I give here all the info she needs, told her to get some help from her daughter to fight these fooks. She is a over 80 years old and lives alone. House was built in 1954. Nothing about RRP was mentioned to her. They took a 6000 dollar deposit. which is against the law here in CA. Told her to call Cslb here in CA. I looked up these guys and this is not the first.

Bottom line is she called me up the next day and was all happy that she settled for $15,000 so they would finish the job and she would not stress about it anymore. I told her she could have done much better but she just kept rambling that she did not want to deal with the courts and stuff. 

Real sad, from some real shady fookers. Why I'm all fired up about scare tactics right now.

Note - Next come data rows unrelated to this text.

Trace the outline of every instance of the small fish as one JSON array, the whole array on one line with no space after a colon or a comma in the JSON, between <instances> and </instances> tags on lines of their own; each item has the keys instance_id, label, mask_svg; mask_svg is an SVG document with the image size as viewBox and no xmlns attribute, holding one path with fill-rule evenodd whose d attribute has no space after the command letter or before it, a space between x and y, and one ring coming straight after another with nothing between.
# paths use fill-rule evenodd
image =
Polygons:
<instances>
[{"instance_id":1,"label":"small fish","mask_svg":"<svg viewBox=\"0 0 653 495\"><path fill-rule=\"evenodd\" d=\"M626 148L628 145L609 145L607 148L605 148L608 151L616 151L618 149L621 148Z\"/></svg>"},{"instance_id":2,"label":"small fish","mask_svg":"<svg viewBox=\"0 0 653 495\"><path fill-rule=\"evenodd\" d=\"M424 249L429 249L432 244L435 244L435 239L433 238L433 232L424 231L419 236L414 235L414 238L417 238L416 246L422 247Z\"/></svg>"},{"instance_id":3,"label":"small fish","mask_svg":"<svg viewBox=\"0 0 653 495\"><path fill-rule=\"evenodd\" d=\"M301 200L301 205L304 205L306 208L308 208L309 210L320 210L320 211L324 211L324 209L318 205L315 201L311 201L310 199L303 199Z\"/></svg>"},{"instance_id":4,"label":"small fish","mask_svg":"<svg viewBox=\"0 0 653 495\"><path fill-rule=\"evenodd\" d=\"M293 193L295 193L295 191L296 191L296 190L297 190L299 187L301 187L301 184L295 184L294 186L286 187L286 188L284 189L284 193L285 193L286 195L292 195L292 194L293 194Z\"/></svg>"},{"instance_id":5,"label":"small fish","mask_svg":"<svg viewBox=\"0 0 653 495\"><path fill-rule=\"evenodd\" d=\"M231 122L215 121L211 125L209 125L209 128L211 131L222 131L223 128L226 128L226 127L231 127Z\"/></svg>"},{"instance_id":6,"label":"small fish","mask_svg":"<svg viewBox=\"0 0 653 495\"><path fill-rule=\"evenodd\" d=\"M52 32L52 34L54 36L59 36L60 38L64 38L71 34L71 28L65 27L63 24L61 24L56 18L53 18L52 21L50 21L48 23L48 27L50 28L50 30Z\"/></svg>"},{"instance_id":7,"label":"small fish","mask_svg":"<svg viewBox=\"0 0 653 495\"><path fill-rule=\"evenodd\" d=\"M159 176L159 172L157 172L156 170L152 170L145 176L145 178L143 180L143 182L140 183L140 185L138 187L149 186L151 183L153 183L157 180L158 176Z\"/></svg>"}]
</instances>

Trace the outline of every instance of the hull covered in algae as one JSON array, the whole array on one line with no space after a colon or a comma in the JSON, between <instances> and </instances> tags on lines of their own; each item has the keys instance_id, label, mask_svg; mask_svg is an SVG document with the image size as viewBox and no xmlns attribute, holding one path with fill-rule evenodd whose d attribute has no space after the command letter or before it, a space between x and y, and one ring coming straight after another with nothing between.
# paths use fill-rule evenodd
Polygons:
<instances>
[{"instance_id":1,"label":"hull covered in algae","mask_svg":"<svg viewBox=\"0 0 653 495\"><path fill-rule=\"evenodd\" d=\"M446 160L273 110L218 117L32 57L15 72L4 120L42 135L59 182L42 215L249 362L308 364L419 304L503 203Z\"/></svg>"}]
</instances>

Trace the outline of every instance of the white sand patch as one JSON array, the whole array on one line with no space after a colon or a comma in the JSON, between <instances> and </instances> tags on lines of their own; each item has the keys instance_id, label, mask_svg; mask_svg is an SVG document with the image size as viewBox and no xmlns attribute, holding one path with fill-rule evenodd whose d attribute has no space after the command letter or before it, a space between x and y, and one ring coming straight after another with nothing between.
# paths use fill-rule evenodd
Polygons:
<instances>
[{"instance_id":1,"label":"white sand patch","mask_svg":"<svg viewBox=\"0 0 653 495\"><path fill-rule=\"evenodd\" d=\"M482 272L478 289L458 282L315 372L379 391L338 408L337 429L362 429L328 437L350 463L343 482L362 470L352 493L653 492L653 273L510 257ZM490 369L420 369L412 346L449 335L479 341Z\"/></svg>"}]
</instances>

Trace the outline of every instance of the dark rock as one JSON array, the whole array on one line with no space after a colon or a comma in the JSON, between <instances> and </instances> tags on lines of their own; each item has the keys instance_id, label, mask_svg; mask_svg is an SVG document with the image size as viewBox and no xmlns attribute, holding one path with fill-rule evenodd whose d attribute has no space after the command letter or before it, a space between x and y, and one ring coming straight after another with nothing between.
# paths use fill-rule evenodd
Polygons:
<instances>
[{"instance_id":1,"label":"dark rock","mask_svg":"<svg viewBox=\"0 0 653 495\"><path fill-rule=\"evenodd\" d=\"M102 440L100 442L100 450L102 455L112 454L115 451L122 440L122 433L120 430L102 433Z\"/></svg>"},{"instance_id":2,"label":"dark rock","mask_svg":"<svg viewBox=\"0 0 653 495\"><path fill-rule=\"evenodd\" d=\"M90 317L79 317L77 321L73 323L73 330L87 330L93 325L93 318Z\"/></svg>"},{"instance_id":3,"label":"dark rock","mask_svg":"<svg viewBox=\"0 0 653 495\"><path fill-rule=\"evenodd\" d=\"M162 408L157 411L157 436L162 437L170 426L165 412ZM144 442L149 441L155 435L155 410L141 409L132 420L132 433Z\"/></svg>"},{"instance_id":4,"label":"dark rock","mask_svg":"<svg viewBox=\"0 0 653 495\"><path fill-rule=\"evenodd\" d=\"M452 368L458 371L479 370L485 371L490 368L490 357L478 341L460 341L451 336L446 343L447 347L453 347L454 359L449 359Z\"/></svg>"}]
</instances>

To be honest, I just think your approach is just to much of a gamble. You are assuming they don't get along with their neighbors. Which is rare for the most part. I just don't believe in using scare tactics at all. I don't think its professional one bit..

Pat


----------



## Dean CRCNA (Feb 4, 2010)

Pat,

That would get me too and understand where you're coming from.


----------



## DeanV (Apr 18, 2007)

If she had them stop within three days of signing the contract, that may matter as well if CA has the 3 day right to cancel the contract clause.


----------



## PatsPainting (Mar 4, 2010)

DeanV said:


> If she had them stop within three days of signing the contract, that may matter as well if CA has the 3 day right to cancel the contract clause.


We have that and she was to late on it. She had options, plenty of them in my opinion. It just seemed in the end she was getting to stressed out and just wanted this thing to end. 

Pat


----------



## A+HomeWork (Dec 10, 2010)

I'm just learning about the lead paint rules and the epa website has brochures to print to give to customers and tenants regarding lead paint and its dangers.

As a landlord, I am required to hand them out, as I understand it. That's not a scare tactic, it the government is telling me I have to do it.

I think it's ok to educate a prospect on disturbing lead paint, not a scare tactic.


----------



## johnthepainter (Apr 1, 2008)

make this work to your advantage, one way or another.

learn to sail in all winds.


----------